If it's a nursery attached to a school, will it definitely have a place for him? Sure it'll be okay if the nursery's not oversubscribed, but around here there wouldn't be a place at this stage if I decided to keep DS back. Also there can be funding issues - some school nurseries seem to need pupils to sign up for the year rather than a single term. But like someone said above, a term may not make a huge difference. Reception is v play-based like nursery and it really mightn't be such a stretch for him.

DontEatTheVolesKids · 02/08/2012 08:35

ime, 3 months or a year will not make the difference, you will just be delaying the moment when you have to peel him off you. You'll be going thru all this again in 3-6-12 months time. I'd send him now & get that anxiety over with. He will still be separated from best friend long term, and best friendships do not usually last at this age, anyway (my 4yo has similar, he is 11 months older than his BF).

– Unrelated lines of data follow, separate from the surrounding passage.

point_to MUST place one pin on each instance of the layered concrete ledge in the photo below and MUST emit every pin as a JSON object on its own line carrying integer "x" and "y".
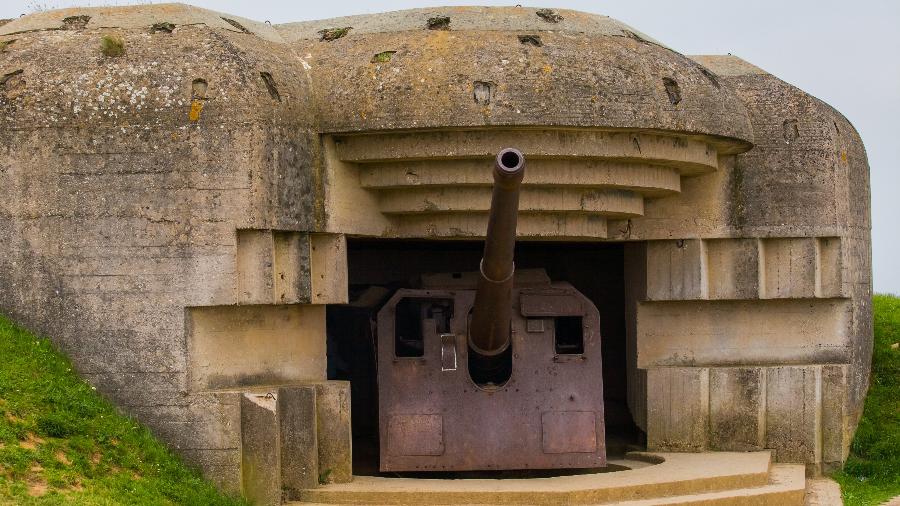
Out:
{"x": 676, "y": 474}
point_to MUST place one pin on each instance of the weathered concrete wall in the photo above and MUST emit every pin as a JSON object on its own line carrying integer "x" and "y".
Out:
{"x": 210, "y": 173}
{"x": 122, "y": 185}
{"x": 764, "y": 324}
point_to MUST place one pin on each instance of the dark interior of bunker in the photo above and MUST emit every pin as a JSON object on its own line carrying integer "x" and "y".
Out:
{"x": 377, "y": 268}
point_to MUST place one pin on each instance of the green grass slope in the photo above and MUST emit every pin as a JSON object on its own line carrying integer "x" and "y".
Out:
{"x": 62, "y": 443}
{"x": 872, "y": 472}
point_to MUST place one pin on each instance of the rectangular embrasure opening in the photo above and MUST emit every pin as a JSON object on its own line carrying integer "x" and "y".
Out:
{"x": 569, "y": 335}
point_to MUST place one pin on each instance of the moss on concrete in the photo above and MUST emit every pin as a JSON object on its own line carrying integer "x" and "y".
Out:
{"x": 112, "y": 45}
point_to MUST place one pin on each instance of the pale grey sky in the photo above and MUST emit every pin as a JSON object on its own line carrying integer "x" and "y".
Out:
{"x": 845, "y": 53}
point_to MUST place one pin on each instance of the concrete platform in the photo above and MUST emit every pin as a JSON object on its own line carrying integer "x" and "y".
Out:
{"x": 675, "y": 478}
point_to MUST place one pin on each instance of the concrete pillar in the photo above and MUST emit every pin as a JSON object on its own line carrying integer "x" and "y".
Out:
{"x": 260, "y": 450}
{"x": 334, "y": 435}
{"x": 298, "y": 438}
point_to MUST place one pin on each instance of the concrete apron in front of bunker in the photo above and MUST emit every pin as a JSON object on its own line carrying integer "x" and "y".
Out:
{"x": 268, "y": 248}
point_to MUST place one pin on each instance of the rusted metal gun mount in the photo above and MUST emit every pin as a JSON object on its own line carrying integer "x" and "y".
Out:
{"x": 491, "y": 370}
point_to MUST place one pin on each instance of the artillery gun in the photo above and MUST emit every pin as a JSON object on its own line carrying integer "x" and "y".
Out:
{"x": 494, "y": 370}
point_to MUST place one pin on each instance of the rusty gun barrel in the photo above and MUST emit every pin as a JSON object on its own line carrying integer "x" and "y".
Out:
{"x": 489, "y": 328}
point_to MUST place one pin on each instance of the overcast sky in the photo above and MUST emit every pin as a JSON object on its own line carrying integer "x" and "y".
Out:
{"x": 845, "y": 53}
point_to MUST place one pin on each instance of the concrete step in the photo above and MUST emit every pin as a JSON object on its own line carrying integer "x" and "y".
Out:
{"x": 704, "y": 478}
{"x": 786, "y": 487}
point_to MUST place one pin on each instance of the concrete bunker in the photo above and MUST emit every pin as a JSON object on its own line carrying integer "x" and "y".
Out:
{"x": 200, "y": 268}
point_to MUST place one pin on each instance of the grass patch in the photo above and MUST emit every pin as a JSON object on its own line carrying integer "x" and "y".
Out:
{"x": 62, "y": 443}
{"x": 872, "y": 472}
{"x": 112, "y": 45}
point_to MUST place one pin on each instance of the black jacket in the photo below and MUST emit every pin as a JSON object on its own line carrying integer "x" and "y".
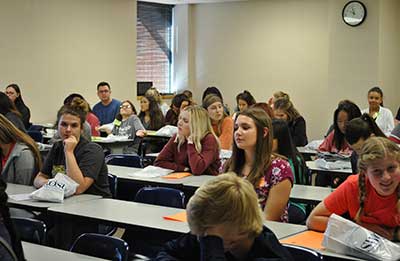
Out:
{"x": 266, "y": 247}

My clingiest shyest school starter was the one with an early October birthday. Didn't stop being clingy until yr2-3. June birthday child was very excited & thought he'd love school (actually he hated it & has had behaviour problems).

DontEatTheVolesKids · 02/08/2012 08:36

ps: if you're in England, check that he would have funding at nursery from September. Around here he would not, even if he's not 5 until July 2013.

Floggingmolly · 02/08/2012 11:18

That's a point Vole, even if he was to remain with the friend for next year; he'd still have to rejoin his own year group after that. You can only delay their entry into the school system, you can't actually "hold them back" as such.